From The Weathermonger published in 1968 to Angel Isle published last year, Peter Dickinson’s imaginative insights over a long and prolific writing career continue to surprise. Brian Alderson assesses the contribution of this award winning writer who recently celebrated his 80th birthday.
Many and curious are the American inventions for awarding children’s book prizes. Among them is the Phoenix Award which is made annually by the Children’s Literature Association and (follow this carefully) goes to a children’s book that was published twenty years earlier and has won no previous award. Thus, the first phoenix to arise was Rosemary Sutcliff’s Mark of the Horse Lord, published in 1965 and summoned from the ashes in 1985.

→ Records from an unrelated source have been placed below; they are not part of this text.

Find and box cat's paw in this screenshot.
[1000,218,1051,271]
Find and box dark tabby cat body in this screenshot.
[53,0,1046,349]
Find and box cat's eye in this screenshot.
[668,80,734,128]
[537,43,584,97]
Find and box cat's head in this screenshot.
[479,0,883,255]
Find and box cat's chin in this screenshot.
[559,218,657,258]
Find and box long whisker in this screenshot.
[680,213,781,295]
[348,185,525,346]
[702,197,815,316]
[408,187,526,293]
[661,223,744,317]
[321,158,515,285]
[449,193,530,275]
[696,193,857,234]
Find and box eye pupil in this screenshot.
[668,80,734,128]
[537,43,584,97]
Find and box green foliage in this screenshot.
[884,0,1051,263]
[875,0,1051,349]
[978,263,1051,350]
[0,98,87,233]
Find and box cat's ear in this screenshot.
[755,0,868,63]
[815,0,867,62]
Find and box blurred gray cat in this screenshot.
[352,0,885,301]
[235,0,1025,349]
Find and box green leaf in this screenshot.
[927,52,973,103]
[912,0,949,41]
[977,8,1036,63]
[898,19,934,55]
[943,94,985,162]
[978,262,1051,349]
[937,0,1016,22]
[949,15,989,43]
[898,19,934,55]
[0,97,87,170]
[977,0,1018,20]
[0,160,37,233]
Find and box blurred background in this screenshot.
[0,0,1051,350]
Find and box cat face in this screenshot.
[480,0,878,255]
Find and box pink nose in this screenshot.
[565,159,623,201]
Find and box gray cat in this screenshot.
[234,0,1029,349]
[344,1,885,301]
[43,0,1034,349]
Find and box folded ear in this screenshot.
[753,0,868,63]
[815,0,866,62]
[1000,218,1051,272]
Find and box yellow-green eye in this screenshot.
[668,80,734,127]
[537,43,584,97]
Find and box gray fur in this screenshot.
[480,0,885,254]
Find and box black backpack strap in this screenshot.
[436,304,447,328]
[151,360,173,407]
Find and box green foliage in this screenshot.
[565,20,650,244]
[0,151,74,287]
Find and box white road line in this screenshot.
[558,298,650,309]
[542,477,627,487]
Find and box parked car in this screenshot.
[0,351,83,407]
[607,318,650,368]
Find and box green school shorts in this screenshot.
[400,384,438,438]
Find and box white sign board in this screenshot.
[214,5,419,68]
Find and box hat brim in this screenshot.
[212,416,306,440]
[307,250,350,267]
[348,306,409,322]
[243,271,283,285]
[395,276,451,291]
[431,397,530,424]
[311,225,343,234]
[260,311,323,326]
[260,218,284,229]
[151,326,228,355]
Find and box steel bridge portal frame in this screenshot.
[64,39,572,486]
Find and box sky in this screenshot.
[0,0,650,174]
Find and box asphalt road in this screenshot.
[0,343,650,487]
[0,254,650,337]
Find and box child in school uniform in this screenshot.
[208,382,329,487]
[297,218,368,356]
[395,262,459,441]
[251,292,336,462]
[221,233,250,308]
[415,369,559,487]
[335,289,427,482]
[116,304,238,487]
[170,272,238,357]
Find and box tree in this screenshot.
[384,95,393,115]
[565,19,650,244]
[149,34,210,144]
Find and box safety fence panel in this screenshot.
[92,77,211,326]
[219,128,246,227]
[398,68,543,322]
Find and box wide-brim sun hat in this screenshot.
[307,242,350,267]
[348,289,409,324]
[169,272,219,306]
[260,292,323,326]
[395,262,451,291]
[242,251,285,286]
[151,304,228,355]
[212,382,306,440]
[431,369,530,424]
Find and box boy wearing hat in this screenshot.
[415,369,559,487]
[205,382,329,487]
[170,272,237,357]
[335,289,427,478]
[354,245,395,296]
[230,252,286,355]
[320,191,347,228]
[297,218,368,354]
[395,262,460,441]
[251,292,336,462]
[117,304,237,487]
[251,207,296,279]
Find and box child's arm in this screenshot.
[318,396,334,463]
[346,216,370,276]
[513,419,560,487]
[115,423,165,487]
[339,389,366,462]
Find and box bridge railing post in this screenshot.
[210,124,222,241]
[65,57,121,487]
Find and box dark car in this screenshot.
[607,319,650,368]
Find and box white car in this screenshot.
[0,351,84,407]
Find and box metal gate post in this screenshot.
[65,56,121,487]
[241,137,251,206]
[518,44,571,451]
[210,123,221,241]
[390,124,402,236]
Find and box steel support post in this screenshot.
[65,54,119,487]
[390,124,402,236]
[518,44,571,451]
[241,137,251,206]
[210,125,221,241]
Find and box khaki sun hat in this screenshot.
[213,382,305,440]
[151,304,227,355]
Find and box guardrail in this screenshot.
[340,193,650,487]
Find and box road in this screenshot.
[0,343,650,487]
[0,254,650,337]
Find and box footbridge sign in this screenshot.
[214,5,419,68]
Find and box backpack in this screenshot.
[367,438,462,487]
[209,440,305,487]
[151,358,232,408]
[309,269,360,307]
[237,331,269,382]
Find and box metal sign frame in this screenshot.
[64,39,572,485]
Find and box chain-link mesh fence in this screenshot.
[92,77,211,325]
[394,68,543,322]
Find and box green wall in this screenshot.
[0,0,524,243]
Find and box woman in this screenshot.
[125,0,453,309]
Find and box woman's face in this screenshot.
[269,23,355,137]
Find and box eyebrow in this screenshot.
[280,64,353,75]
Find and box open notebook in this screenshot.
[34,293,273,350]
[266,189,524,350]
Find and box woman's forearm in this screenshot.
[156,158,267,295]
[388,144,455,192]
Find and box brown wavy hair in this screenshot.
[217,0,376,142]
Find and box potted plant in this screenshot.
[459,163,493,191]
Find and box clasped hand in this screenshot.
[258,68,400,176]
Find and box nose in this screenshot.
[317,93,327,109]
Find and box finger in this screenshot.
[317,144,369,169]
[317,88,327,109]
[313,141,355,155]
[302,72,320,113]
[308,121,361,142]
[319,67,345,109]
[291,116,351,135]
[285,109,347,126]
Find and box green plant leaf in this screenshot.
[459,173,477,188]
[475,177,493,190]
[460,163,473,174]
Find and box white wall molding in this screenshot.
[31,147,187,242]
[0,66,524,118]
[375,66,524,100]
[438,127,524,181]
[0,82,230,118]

From that time on the Association has been generous in its inclusion of British and Commonwealth books among the resurrected and Peter Dickinson has found himself twice honoured: in 2001 for The Seventh Raven, his tale of some London children held hostage by dissidents while rehearsing with a local opera group, and this year for his exploratory novel Eva. It could well be that in this case the judges’ choice was influenced by the striking prescience of the story: a dystopian tale set in an over-populated world where a medical research team has managed to implant the brain of a thirteen-year-old girl, whose body was smashed up in a car crash, into the sentient body of a chimpanzee. Involving, as it does, questions of globalization, of the power of the media, of medical ethics, and of our duties towards animal-life, the book can hardly avoid a succession of critical messages, but its triumph lies in the way these are subsumed within the story. Dickinson’s imaginative insight into how humankind might behave in extremities and his almost loving portrayal of the alien chimpanzees allow the story to free itself from the taint of explicit moralising. And Eva, reborn and shaking the ashes off her shoulders, emerges from her ceremonious welcome in Idaho, or wherever, only to find that she’s seemingly out of print.
A liking for diversity
And not just Eva, as we shall see later. She figures in what I think is Dickinson’s seventeenth children’s book, appearing twenty years after the first which was The Weathermonger of 1968. This too belongs to the dystopian genus and portrays an isolated Britain whose population (more or less contemporary with its publication date) is infected by a vengeful hatred of machines. As a rather startling work from a new kid on the block it met with considerable acclaim, which was to redouble over the next two years when Dickinson took his story backwards with two prequels: Heartsease and The Devil’s Children. (The three volumes were eventually reissued as a single, bumper edition, The Changes, rearranged to follow the chronological order of their events.)*
It is misleading however to see The Changes as a trilogy, for although the onset of British mechanophobia is common to the component volumes they have no organic continuities in the treatment of places or people. Each is an independent story and, as such, each exemplifies Dickinson’s liking for diversity – a point at once apparent if you look at their immediate successors. The first of these, Emma Tupper’s Diary, might loosely be assigned to the pensioned-off category of ‘the holiday adventure story’ but with its Loch Ness prank over- or rather under-laid with a fantastic twist to the plot. By contrast, it was followed by The Dancing Bear whichtakes a leapback to the world of sixth-century Byzantium where Sylvester, a slave bear-ward, and his charge, along with a stylitic saint, are driven to make an escape, or perhaps a pilgrimage, into the land of the wild Dacian Huns.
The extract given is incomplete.